At 10:15, Where are you, man?
A few minutes later, Call me.
At 10:45, Where are you, jerk? Met a friend of yours.
At 10:59, Never mind. I'll talk to you tomorrow.
I slid it back into my pocket to deal with later. When I returned to the living room, it was empty. Celeste's shoes sat in front of the couch, her purse on the coffee table.
Room by room, I searched the apartment, not finding her in the dining room, the spare bedrooms, or on the balcony. At the far end of the apartment, in the master bedroom, I finally found her. She’d curled herself into a ball under the covers on the bed. The red dress lay in a crumpled heap as if she'd unzipped it and just let it drop to the floor. A pair of black lacy panties and a matching bra were tossed to the side of it.
Celeste was naked in my bed.
I refused to let myself think too long about it.
"Celeste?"
Her eyes were closed, and she didn't answer. She looked small and vulnerable with only her head sticking out from under the big duvet.
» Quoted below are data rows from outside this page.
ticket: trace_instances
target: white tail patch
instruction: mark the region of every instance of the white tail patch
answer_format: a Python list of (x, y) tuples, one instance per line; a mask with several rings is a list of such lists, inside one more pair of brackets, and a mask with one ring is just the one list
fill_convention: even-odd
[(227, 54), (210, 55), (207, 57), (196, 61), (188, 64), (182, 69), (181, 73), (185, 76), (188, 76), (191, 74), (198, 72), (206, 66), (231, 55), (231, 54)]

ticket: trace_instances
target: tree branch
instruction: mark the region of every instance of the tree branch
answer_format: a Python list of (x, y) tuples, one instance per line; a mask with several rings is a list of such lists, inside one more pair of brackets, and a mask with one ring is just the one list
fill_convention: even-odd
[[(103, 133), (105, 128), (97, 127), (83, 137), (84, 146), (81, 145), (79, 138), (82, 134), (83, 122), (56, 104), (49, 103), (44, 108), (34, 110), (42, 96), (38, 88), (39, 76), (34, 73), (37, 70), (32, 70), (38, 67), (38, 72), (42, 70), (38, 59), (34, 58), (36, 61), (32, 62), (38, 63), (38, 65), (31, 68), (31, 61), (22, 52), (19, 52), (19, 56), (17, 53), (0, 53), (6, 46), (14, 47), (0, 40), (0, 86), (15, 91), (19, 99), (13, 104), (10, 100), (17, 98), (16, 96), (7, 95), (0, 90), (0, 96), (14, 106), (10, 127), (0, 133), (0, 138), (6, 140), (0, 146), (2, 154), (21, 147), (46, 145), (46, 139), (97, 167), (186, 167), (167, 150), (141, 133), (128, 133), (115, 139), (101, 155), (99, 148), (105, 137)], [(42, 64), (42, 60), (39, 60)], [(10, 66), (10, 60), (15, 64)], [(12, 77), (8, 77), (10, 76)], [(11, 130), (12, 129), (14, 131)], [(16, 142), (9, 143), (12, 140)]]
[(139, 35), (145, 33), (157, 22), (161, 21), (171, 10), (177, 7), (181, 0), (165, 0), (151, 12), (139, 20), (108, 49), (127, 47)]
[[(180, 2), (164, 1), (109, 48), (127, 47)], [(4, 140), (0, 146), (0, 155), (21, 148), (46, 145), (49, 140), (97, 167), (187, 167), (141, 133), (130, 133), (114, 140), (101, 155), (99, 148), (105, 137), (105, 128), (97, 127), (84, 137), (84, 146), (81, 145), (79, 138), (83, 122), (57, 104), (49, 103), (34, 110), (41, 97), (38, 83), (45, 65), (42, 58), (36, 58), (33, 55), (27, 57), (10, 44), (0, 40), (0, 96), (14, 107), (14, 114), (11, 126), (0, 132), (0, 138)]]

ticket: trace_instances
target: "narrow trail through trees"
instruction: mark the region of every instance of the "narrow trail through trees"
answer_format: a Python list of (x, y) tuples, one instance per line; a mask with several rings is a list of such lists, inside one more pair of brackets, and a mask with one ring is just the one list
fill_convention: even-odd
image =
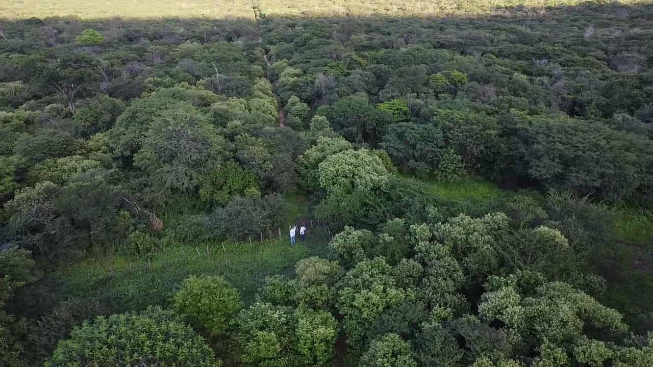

I sat down on the edge of the bed, careful to keep my distance. "I'm guessing since you're naked, you want to stay?" I muttered, not expecting an answer.
Her eyes didn't open, but she mumbled a response and nodded her head. I leaned closer. The scent of her perfume mixed with the wine on her breath was enough to get me drunk. "What did you say?" I asked.
She sighed sleepily. "I said Project Bed Celeste is one-hundred-percent successful.”
I would have to disagree. When I'd thought about taking her to bed, this was not what I'd had in mind.
HER
As soon as my eyes were open, I shut them again. The headache was so thoroughly rooted in my brain I couldn't tell where it even originated. My forehead. The top of my spine. Behind my eyes. I felt like it was everywhere all at once. Only one culprit could cause a headache like this, and I knew her well: red wine.